In the PADRE study, 80% of the depressed patients had moderate to severe overall pain at baseline. For all patients, the mean overall pain VAS score was 55.0 mm. This high pain intensity could partly result from the fact that depressed patients with pain syndromes could be overrepresented in this study because of the proven analgesic efficacy of duloxetine [14
]. However, the observed prevalence of pain in depressed patients in the PADRE study is in line with the literature reporting prevalence rates of 56% [33
], 65% [1
] and 88% [34
For 72.1% of the PADRE population, concomitant somatic diseases were documented most frequently 'muscle and skeleton diseases' (33.7%). The high prevalence of patients suffering from pain conditions may raise concern that common depression rating scales overestimate depressive symptoms in these patients, as they may score higher on somatic items because of their pain rather than because of their mood. However, Poole et al. [35
] showed a good correlation of a commonly used depression rating scale that includes somatic items (Beck Depression Inventory-II) with a structured clinical interview for DSM-IV Axis Disorders (SCID) which represents a gold standard for assessment of depressive symptomatology.

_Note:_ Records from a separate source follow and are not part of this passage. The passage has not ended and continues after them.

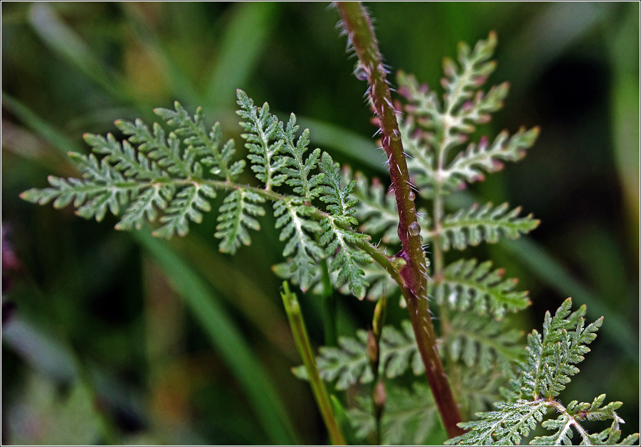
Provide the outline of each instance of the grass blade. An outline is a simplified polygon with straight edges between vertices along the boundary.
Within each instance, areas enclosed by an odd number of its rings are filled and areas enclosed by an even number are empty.
[[[204,282],[166,243],[147,232],[134,237],[151,254],[185,300],[223,361],[238,380],[267,435],[276,444],[296,443],[293,429],[274,385],[226,311]]]

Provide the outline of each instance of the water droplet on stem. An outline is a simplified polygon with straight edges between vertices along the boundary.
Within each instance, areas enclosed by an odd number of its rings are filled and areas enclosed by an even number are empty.
[[[412,225],[407,229],[412,236],[419,236],[419,233],[420,233],[420,225],[417,222],[412,222]]]

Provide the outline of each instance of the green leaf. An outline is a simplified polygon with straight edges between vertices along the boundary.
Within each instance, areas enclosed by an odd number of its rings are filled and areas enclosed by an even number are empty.
[[[247,158],[252,163],[251,170],[256,173],[256,177],[265,184],[265,189],[271,190],[287,179],[286,175],[278,174],[286,162],[283,157],[277,156],[284,143],[280,138],[279,122],[276,116],[270,115],[267,102],[262,107],[256,107],[242,90],[237,90],[236,93],[240,106],[240,110],[236,113],[247,120],[241,122],[240,126],[247,132],[242,134],[242,138],[247,142],[245,147],[250,152]]]
[[[169,239],[175,232],[178,236],[185,236],[189,231],[189,221],[200,224],[203,220],[203,211],[212,209],[209,202],[201,195],[215,197],[213,188],[207,184],[195,184],[187,186],[176,195],[176,197],[167,207],[166,214],[160,218],[165,224],[153,234],[154,236]]]
[[[263,197],[249,190],[235,190],[225,197],[214,234],[222,240],[219,247],[222,252],[233,254],[241,244],[251,243],[247,229],[260,229],[254,217],[265,215],[265,209],[258,204],[264,202]]]
[[[380,340],[379,373],[389,378],[403,374],[409,368],[415,375],[422,374],[425,366],[420,359],[412,323],[403,321],[402,330],[392,326],[383,328]],[[357,330],[356,337],[342,337],[338,347],[322,346],[316,363],[320,377],[327,382],[337,380],[337,389],[345,389],[359,382],[369,383],[374,378],[369,367],[366,345],[367,332]],[[299,378],[306,378],[304,369],[293,370]]]
[[[247,394],[265,432],[274,444],[293,444],[296,439],[274,385],[258,361],[234,322],[193,269],[166,244],[142,232],[135,233],[151,254],[203,327],[204,334]]]
[[[492,270],[490,261],[479,264],[476,259],[459,259],[444,269],[442,280],[429,284],[430,293],[439,304],[501,319],[530,304],[528,292],[515,291],[517,280],[503,278],[503,273],[501,268]]]
[[[524,157],[526,150],[532,147],[538,136],[538,127],[533,127],[528,131],[522,128],[512,137],[503,131],[491,145],[487,138],[481,138],[478,144],[470,143],[459,152],[442,175],[445,181],[456,178],[453,184],[458,184],[460,179],[470,183],[483,180],[483,170],[495,172],[503,168],[501,161],[518,161]]]
[[[482,241],[495,243],[503,237],[516,239],[528,233],[539,224],[532,215],[518,217],[520,207],[508,211],[508,204],[494,207],[492,203],[479,208],[473,205],[467,209],[446,216],[443,219],[440,245],[443,250],[453,247],[463,250],[468,245],[478,245]],[[433,240],[434,232],[424,231],[423,240]]]
[[[543,336],[536,330],[528,336],[526,361],[519,363],[519,377],[512,381],[506,395],[510,401],[496,404],[497,410],[478,413],[478,421],[462,423],[459,427],[469,430],[453,438],[448,444],[461,445],[502,445],[519,444],[539,424],[554,430],[553,434],[535,438],[536,445],[571,444],[572,430],[582,438],[582,444],[613,444],[619,441],[619,424],[622,421],[617,415],[620,402],[602,406],[605,395],[595,398],[592,403],[572,401],[567,407],[554,399],[578,372],[574,365],[583,360],[590,350],[587,345],[596,337],[595,332],[603,318],[585,327],[582,316],[585,308],[570,314],[572,300],[567,298],[554,316],[545,313]],[[577,318],[578,319],[577,320]],[[544,421],[550,409],[560,414],[556,419]],[[585,419],[613,419],[610,428],[595,434],[589,434],[581,426]],[[629,444],[638,439],[638,434],[628,436],[622,441]]]
[[[351,171],[344,170],[343,179],[349,184]],[[383,243],[397,243],[399,215],[394,193],[387,192],[378,179],[370,184],[360,172],[354,174],[353,180],[356,184],[352,195],[358,200],[354,206],[354,216],[361,224],[359,229],[370,236],[382,233]]]
[[[381,420],[385,445],[423,445],[436,425],[438,411],[429,387],[415,382],[412,391],[388,386],[387,400]],[[376,429],[372,400],[359,396],[357,407],[347,411],[358,438]]]
[[[280,128],[280,138],[284,142],[283,151],[285,155],[283,160],[285,166],[281,169],[288,178],[287,184],[294,186],[294,192],[308,200],[317,197],[321,192],[319,186],[322,182],[324,174],[320,174],[310,177],[310,173],[316,168],[320,157],[320,149],[317,149],[306,159],[305,152],[310,143],[310,131],[306,129],[294,143],[296,132],[299,126],[296,126],[296,116],[290,115],[287,126]]]
[[[468,368],[481,373],[497,368],[508,371],[522,358],[522,334],[508,329],[504,322],[466,312],[456,314],[450,324],[445,336],[447,355]]]
[[[320,281],[319,263],[323,258],[323,250],[310,237],[319,233],[318,222],[308,218],[312,208],[297,199],[283,199],[274,206],[276,227],[281,228],[280,240],[287,241],[283,256],[294,255],[289,263],[291,275],[303,291],[313,283]]]

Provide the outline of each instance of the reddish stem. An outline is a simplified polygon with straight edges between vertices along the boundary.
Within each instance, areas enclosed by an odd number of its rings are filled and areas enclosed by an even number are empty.
[[[397,256],[406,264],[401,276],[406,287],[403,295],[408,302],[421,359],[425,364],[428,382],[441,415],[443,425],[450,437],[463,433],[457,424],[461,416],[436,345],[427,299],[427,268],[425,253],[419,236],[416,208],[410,200],[410,175],[405,161],[401,133],[396,120],[397,111],[392,102],[387,83],[387,71],[383,64],[369,15],[360,2],[336,2],[350,44],[358,56],[360,73],[367,77],[368,93],[374,113],[380,122],[383,149],[389,158],[390,175],[399,211],[399,238],[403,249]]]

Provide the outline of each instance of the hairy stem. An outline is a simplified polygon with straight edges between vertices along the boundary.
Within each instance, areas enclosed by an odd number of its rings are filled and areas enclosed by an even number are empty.
[[[312,391],[313,393],[314,398],[316,400],[316,403],[320,410],[322,420],[329,434],[329,439],[331,440],[331,443],[335,446],[345,445],[345,437],[343,436],[342,432],[340,430],[340,427],[337,422],[336,418],[334,417],[334,412],[331,409],[329,395],[328,394],[325,384],[320,380],[318,368],[316,367],[316,361],[312,349],[312,345],[310,343],[310,337],[307,335],[307,329],[303,319],[303,314],[301,313],[301,306],[298,304],[298,299],[296,298],[296,294],[290,291],[289,284],[287,281],[283,282],[283,291],[281,293],[281,297],[283,298],[283,304],[285,305],[285,309],[287,313],[287,318],[289,320],[289,325],[292,328],[294,339],[296,343],[298,352],[303,358],[305,369],[307,370],[307,375],[310,378]]]
[[[378,49],[372,22],[362,4],[357,2],[337,2],[349,42],[358,56],[359,74],[367,76],[368,93],[382,131],[383,148],[389,158],[390,175],[399,211],[399,238],[403,250],[399,256],[406,264],[400,274],[409,293],[408,310],[428,382],[438,408],[443,425],[450,437],[463,433],[456,424],[461,421],[436,345],[427,300],[427,268],[425,254],[419,236],[413,200],[410,199],[411,184],[397,111],[392,102],[387,70]]]
[[[383,412],[387,400],[385,383],[381,377],[379,365],[381,359],[381,334],[385,321],[387,297],[383,295],[376,303],[372,319],[372,330],[367,332],[367,354],[369,364],[374,375],[374,384],[372,388],[372,401],[374,402],[374,418],[376,423],[376,443],[382,444],[383,432],[381,421]]]

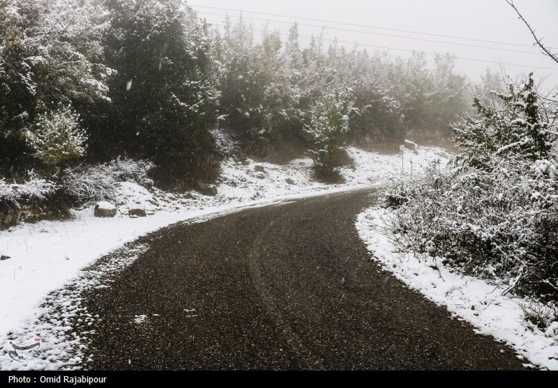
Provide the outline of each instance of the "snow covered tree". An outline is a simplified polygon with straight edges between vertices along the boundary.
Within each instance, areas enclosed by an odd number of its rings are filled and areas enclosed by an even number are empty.
[[[325,93],[309,108],[304,130],[314,146],[309,150],[314,169],[322,178],[335,178],[336,153],[345,145],[349,130],[350,90]]]
[[[80,127],[80,116],[70,107],[39,114],[34,130],[28,130],[27,142],[33,155],[45,164],[59,168],[59,180],[68,164],[85,153],[85,131]]]
[[[469,114],[453,129],[465,162],[492,169],[494,156],[510,155],[532,162],[547,157],[551,148],[549,122],[543,117],[532,73],[519,90],[510,84],[497,96],[500,104],[485,104],[475,98],[478,118]]]
[[[105,57],[112,110],[96,147],[149,158],[158,181],[178,186],[212,173],[218,93],[206,24],[180,0],[107,1]],[[174,184],[176,185],[174,185]]]
[[[497,96],[476,98],[478,116],[454,125],[462,153],[450,168],[389,189],[386,204],[400,208],[387,222],[402,249],[557,306],[556,102],[532,74]]]
[[[82,117],[106,98],[94,0],[0,1],[0,152],[24,168],[29,134],[45,111],[71,104]],[[10,167],[8,165],[8,167]]]

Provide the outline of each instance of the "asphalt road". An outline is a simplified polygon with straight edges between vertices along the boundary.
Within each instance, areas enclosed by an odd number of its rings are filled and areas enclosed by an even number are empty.
[[[522,368],[370,260],[354,218],[374,200],[314,197],[142,238],[149,250],[82,302],[100,317],[85,367]]]

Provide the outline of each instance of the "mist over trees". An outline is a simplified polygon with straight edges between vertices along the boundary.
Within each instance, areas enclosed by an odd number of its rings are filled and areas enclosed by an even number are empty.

The main finding of our study is that early change in pain severity was strongly associated with a long-term reduction of depressive symptoms according to the mean KUSTA score. Pain responders also had a higher chance of achieving a 50% reduction in the IDS-C total score after 6 months.
This association of an early improvement in pain with long term depression outcomes was already seen after 2 weeks, albeit, to a smaller extent than after 4 weeks. This is remarkable, considering that 72.9% of the patients started duloxetine treatment with a dose of 30 mg/day, which is lower than the recommended starting and maintenance dose.
Patients with a VAS pain reduction of ≥ 50% after 2 and 4 weeks, showed also higher remission rates after 6 months than patients without a ≥ 50% pain reduction (Figure ).
For clinicians, it is of interest whether or not early improvement of pain is a better predictor of the long-term outcome to antidepressant treatment than early improvement of depressive symptoms. Therefore, post-hoc analyses were performed including early response in depressive symptoms after 2 and 4 weeks (as measured with IDS-C total score). Results showed that an early pain response had similar predictive value compared to early depression response for long term depressive outcomes as measured with the KUSTA scale.
The main results of the PADRE study are in contrast to a recent publication [36
], reporting a very low predictive association between analgesic and antidepressant responses in six placebo-controlled trials assessing the efficacy of duloxetine in patients with major depressive disorder. However, the studies used in these post-hoc meta-analyses were not designed to assess the relationship between antidepressant and analgesic response, and there were only few data points available for early response assessment.
Other studies support the association between early improvement in pain and long-term antidepressant response [15
]. Pooled data from two 9-week randomized, double-blind duloxetine studies showed that the remission rate for pain responders (improvement in VAS overall pain from baseline to last observation ≥ 50%) was twice that observed for pain non-responders (36.2% vs. 17.8%, p < 0.001). Improvements in pain severity were also related to improved quality of life and improved clinician- and patient-rated global health outcomes [14
]. A secondary analysis of a 12-week open-label trial with duloxetine in 249 patients [25
] found similar results. Patients who experienced clinically important pain reduction in the first week of duloxetine treatment were significantly more likely to reach remission at endpoint than the patients without this pain reduction (64.0% vs. 35.6%, p < 0.001).
The results of the PADRE study are of interest in the context of other recent research [27
]. Evidence was provided questioning the belief that antidepressant response usually appears with a delay of several weeks, and new evidence continues to accumulate that individual improvement within the first 2 weeks is a key predictor of treatment response. Lack of early response in depression symptom subscales was highly predictive of a lack of sustained remission [41
]. A lack of improvement during the first 2 weeks of therapy may indicate that changes in depression management should be considered earlier than conventionally thought [32
]. Results from PADRE also suggest that early improvements in concomitant PPS measured with simple VAS scales should be considered in treatment decisions during the initial 2-4 weeks of a new antidepressive treatment. The results of PADRE could also be important for patients with generalized anxiety disorder with or without comorbid MDD, as the clinical relevance of PPS and resulting functional impairment has been reported [43
As this was a large observational study in daily clinical practice, several methodological limitations such as the absence of monitoring or a high number of patients lost to follow-up were unavoidable and may lead to concerns with regard to data quality. However, this non-interventional approach reflects current treatment of patients with MDD by office-based psychiatrists and should therefore allow generalization of our results to clinical practice. Perhaps the most serious shortcoming of non-interventional trials is selection bias because of absence of randomization. Another limitation of the study is the lack of a control group, as only duloxetine-treated patients were included.